Chinese regulators impose severe penalties on PwC Zhong Tian LLP
Chinese regulators are likely to impose a six-month business suspension on a significant portion of PricewaterhouseCoopers' auditing unit in mainland China as a penalty for its work with troubled property developer Evergrande, according to sources.
The business ban is expected to target PwC Zhong Tian LLP, the registered accounting entity and main onshore arm of PwC in China, said the sources, who have knowledge of the matter but requested anonymity due to the confidential nature of the information.
The six-month suspension is anticipated to affect PwC Zhong Tian’s securities-related business, impacting the firm's work with clients including listed companies, firms preparing for IPOs and investment funds on the mainland, according to the sources.
This will be accompanied by a fine expected to be at least 400 million yuan (Dh56 million), said three of the sources. Combined with the business suspension, it would represent the most severe penalty ever imposed on a Big Four accounting firm in China, the sources added.
The PwC penalties, which are primarily managed by China's Ministry of Finance (MOF), the principal regulator of accounting firms in the country, are yet to be finalised, said one of the sources.
"Given this is an ongoing regulatory matter, it would not be appropriate to comment," a PwC spokesperson said in a statement.
PwC has been under regulatory scrutiny for its role in auditing China Evergrande, since the troubled property developer was accused in March of a $78 billion fraud. PwC audited Evergrande for almost 14 years until early 2023.
The Financial Times first reported on Thursday that PwC China anticipated a six-month business ban by Chinese authorities as early as September.
Bloomberg reported in May that the firm faces a record fine of at least 1 billion yuan (Dh140 million).
The impending PwC penalties have led to an exodus of clientele and prompted cost cuts and layoffs at the firm in recent months, sources have said, casting a shadow over the firm's prospects in the world’s second-largest economy.
As part of the penalties, PwC will be barred from signing off on certain key documents for clients in mainland China, such as results and IPO applications, as well as from performing other securities-related services, the sources said.
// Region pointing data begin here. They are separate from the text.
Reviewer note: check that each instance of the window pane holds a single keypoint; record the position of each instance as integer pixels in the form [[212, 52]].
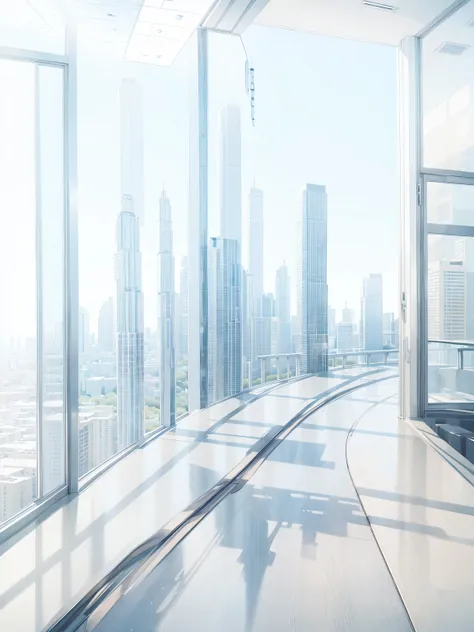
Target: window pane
[[51, 199], [133, 165], [448, 91], [450, 203], [18, 339], [450, 287], [312, 186]]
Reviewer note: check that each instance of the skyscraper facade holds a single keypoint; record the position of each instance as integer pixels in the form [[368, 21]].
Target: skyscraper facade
[[106, 326], [166, 314], [84, 331], [283, 309], [225, 342], [231, 174], [256, 246], [446, 301], [312, 281], [371, 313], [225, 326], [131, 142], [184, 307], [130, 358]]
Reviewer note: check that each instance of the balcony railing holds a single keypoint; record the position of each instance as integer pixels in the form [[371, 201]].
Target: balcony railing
[[463, 346], [381, 356], [287, 357], [377, 356]]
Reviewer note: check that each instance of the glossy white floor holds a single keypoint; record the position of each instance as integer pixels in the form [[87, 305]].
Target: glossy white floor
[[54, 564], [293, 550], [419, 496]]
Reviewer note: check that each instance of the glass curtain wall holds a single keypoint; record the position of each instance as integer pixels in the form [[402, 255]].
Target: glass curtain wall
[[448, 175], [133, 173], [301, 175], [32, 419]]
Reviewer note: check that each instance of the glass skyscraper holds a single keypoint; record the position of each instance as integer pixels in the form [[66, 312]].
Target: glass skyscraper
[[225, 325], [130, 360], [312, 281], [166, 316]]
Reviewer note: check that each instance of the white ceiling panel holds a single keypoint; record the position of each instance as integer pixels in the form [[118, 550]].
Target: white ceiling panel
[[351, 19]]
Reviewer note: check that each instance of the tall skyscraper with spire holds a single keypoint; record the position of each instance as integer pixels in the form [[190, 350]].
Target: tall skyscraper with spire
[[312, 281], [225, 326], [166, 313], [371, 313], [225, 270], [131, 142], [231, 174], [184, 306], [128, 272], [283, 309], [106, 326], [130, 360]]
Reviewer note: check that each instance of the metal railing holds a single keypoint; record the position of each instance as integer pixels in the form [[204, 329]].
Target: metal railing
[[278, 357], [463, 347], [368, 355]]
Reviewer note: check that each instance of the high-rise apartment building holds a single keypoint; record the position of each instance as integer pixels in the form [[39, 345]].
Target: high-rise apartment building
[[446, 301], [331, 327], [84, 331], [347, 314], [225, 324], [225, 343], [231, 174], [283, 309], [262, 328], [106, 326], [131, 142], [247, 322], [371, 313], [130, 358], [184, 307], [344, 336], [312, 281], [166, 313], [256, 246], [390, 335]]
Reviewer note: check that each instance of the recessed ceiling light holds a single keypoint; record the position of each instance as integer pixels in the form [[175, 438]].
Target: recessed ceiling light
[[379, 5], [451, 48]]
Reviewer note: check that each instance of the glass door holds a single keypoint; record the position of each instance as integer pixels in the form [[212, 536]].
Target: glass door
[[449, 292]]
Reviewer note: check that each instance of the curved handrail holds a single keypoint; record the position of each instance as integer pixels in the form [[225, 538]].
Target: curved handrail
[[144, 558]]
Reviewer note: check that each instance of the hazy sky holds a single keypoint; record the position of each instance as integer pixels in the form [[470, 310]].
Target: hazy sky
[[325, 113]]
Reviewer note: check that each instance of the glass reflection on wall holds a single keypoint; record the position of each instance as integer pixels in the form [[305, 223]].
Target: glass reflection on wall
[[448, 93], [32, 421], [450, 294]]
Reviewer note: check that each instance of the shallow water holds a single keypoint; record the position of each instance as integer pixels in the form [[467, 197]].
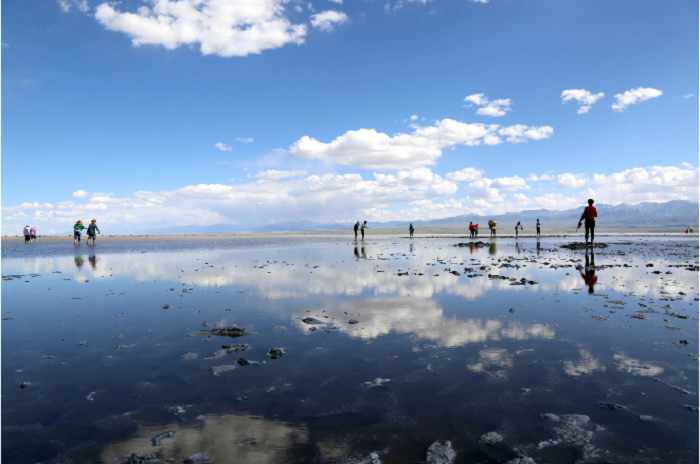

The business suspension could also impact PwC Zhong Tian as a whole, preventing it from taking on new state-owned or listed clients over the next three years, in accordance with Chinese regulations.
Last year, domestic regulators reiterated that state-owned firms and listed companies should be "extremely cautious" about hiring auditors that have received regulatory fines or other penalties in the past three years.
In March of last year, Deloitte's Beijing branch was fined 211.9 million yuan by Chinese authorities and its operations were suspended for three months after serious deficiencies were found in its audit of China Huarong Asset Management.